Please explain the strange allocation order with something like:

// Allocate in the same order as the underlying VSX/Altivec registers
// placing the Altivec ones first in order to reduce the interference
// with accumulator registers (that are overlaid over the 32 low
// VSX registers). This will reduce the number of copies when loading
// accumulator registers - which is a very common use for paired
// VSX registers.
llvm/test/CodeGen/PowerPC/mma-outer-product.ll
81

Any idea why this sticks around? This and line 85 seem to be dead copies. Similar artifacts appear in other tests.

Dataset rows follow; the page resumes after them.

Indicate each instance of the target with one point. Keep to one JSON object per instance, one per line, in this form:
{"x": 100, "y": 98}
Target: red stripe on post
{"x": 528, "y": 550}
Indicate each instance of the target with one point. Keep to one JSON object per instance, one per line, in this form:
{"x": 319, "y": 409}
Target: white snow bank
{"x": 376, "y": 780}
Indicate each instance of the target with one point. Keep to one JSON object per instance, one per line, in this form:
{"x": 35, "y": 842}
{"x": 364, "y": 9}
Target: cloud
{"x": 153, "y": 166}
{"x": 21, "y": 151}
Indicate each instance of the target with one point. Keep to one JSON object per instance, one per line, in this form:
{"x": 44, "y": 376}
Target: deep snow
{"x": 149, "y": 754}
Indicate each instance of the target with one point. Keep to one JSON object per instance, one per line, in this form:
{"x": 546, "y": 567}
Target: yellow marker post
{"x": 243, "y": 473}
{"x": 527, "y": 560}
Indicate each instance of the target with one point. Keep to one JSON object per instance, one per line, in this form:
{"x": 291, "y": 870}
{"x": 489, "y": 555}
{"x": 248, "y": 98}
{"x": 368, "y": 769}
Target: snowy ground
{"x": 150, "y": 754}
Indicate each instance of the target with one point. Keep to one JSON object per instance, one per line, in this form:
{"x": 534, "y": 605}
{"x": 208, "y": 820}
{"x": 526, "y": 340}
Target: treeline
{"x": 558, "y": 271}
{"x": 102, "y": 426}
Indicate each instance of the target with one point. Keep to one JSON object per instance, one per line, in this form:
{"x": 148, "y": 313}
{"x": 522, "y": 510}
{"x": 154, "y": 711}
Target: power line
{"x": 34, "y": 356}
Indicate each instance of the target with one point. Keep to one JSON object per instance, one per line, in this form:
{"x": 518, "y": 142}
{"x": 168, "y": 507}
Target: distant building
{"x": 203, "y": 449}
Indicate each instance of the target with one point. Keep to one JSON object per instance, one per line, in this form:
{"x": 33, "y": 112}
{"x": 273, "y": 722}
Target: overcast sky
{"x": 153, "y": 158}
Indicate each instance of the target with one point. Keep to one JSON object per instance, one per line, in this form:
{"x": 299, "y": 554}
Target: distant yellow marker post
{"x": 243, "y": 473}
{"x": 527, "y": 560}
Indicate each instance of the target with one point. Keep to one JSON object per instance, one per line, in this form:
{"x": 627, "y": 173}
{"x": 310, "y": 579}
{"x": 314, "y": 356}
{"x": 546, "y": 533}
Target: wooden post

llvm/test/CodeGen/PowerPC/more-dq-form-prepare.ll
13–32

This shows a side-effect of this change that should be mentioned in the commit message and maybe the code. Namely, if we end up allocating non-volatile registers, the first 12 underlying registers we allocate are 16 bytes rather than 8 bytes (since they're non-volatile Altivec registers rather than FP registers). This increases the size of stack frames for such functions.

This revision is now accepted and ready to land.Jun 24 2021, 7:03 AM
jsji added inline comments.Jun 24 2021, 8:07 AM
llvm/test/CodeGen/PowerPC/more-dq-form-prepare.ll
13–32

Maybe we should provide alternative allocation order if user care about stack frame size ? Or even better if we can detect the usage of ACC or other potential conflicts before choosing this alternative allocation order? But yeah, that can be a FIXME and follow up.

shchenz added inline comments.Jun 24 2021, 7:02 PM
llvm/test/CodeGen/PowerPC/mma-intrinsics.ll
27–31

Why need to copy to v3? I think we can also use v2 for follow 4 xxlor?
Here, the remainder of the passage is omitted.